Generative quantum functions are Qmod functions defined in Python, in which classical Qmod variables and expressions are interpreted as Python objects. Hence, these expressions can be used in Python's control flow statements (for, if, etc.) and third-party libraries (such as math). Generative functions offer better integration with Python and Python libraries and enhance the debugging experience.

Example:

from classiq import PHASE, QArray, QBit, qfunc
from math import asin


# declaring a generative function
@qfunc(generative=True)
def foo(qa: QArray[QBit]) -> None:
    # using a classical value qa.len as a Python object (int)
    for i in range(qa.len):
        # sending classical values to third-party functions (asin)
        PHASE(asin(i / qa.len), qa[i])

Warning

This feature is under development.

Turn a quantum function into a generative function by decorating it with @qfunc(generative=True). In generative functions, all classical values and expressions (except execution parameters) are Python objects.

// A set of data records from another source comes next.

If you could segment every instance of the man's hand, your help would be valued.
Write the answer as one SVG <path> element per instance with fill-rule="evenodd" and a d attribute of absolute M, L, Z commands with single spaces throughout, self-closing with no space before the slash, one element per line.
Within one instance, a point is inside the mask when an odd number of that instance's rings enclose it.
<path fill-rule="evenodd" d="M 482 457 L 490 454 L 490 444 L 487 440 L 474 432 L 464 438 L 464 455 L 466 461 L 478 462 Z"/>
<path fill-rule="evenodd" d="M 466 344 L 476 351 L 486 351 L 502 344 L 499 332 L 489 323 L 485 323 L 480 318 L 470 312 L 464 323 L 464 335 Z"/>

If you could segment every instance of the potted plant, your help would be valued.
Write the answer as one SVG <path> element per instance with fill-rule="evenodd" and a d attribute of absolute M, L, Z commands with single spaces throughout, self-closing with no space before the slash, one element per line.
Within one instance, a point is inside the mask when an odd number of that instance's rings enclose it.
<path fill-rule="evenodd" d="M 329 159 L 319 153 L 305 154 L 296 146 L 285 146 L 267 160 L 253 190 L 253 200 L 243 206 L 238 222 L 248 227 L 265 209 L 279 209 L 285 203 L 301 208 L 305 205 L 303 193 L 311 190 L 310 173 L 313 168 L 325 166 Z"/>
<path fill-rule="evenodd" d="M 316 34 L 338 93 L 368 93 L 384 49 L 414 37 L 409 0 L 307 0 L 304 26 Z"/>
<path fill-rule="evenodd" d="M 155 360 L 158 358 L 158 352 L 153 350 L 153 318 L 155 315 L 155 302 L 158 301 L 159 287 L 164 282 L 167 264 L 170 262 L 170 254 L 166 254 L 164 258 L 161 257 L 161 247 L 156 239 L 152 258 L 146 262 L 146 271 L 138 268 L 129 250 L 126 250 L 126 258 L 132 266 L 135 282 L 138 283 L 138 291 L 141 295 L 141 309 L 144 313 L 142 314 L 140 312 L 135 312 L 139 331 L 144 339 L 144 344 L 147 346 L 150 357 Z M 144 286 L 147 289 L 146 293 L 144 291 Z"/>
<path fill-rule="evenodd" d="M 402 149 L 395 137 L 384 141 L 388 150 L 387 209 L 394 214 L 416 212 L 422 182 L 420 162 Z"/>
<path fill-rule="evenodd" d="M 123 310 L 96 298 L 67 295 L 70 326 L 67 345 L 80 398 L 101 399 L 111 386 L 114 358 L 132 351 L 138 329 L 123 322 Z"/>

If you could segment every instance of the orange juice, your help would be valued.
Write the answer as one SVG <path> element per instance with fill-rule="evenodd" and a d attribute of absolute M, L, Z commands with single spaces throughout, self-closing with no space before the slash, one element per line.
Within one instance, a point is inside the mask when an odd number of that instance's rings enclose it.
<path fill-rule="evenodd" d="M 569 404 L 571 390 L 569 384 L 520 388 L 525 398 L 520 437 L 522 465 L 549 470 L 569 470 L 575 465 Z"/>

Consider the following model:

from classiq import QArray, allocate, qfunc


@qfunc
def main() -> None:
    qbv = QArray("qbv")
    allocate(4, qbv)
    print(qbv.len)  # Qmod field-access expression
    print(type(qbv.len))  # <class 'classiq.qmod.cparam.CParamScalar'>

The classical expression qbv.len is a symbolic variable whose value is unavailable during model construction. In contrast, consider the generative variant of the same model:

from classiq import QArray, allocate, qfunc


@qfunc(generative=True)
def main() -> None:
    qbv = QArray("qbv")
    allocate(4, qbv)
    print(qbv.len)  # 4
    print(type(qbv.len))  # <class 'int'>

Here, the classical expression qbv.len is evaluated immediately and yields an int object.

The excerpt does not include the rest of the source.